[typing] Type-erasure re generics

Wed Sep 29 09:18:09 PDT 2010

On Wednesday 29 September 2010 08:14:38 Justin Johansson wrote:
> Sorry if I should ask to this on D.help.
> 
> Can someone please inform me if D does type-erasure on generic
> types as does Java?
> 
> Here's one Java reference on the subject that I found.
> http://download.oracle.com/javase/tutorial/java/generics/erasure.html
> 
> Also I would like to be informed as to the positives and negatives
> aspects of type-erasure as might be appropriate in a D versus Java
> context.
> 
> Thanks for answers,
> 
> -- Justin Johansson

Wow. Goodness no. Generics and templates are _completely_ different.

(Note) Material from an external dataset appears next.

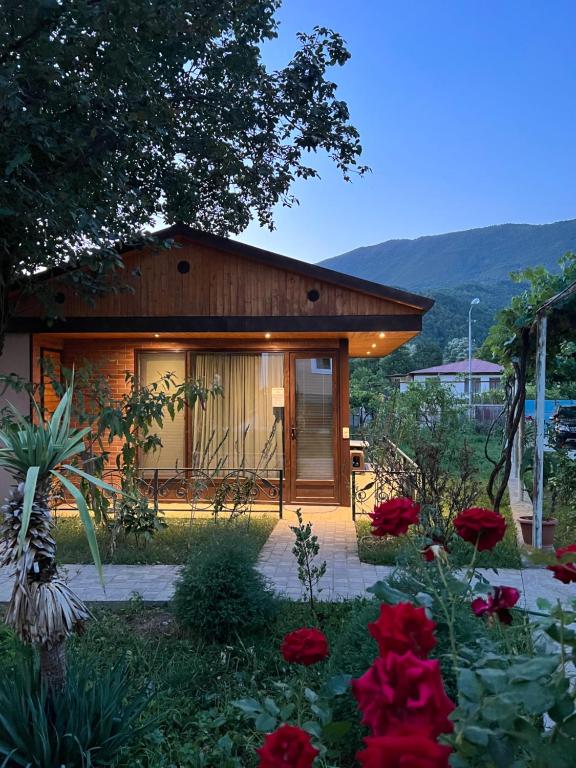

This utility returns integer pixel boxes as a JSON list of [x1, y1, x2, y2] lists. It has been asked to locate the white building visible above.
[[399, 358, 504, 397]]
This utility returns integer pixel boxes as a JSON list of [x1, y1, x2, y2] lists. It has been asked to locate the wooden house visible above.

Java is the only language that I'm aware of that does type erasure, and the only 
reason that it does it is that they needed generics to be backwards compatible, 
so the generated bytecode is the same with generics as it is without. So, 
generics are pretty much just compile-time checks in Java. I believe that C# 
does generics in a way that results in multiple types using the same code but 
that the type information is maintained with the type, so the VM knows about the 
generics. D's templates are more like C++'s templates.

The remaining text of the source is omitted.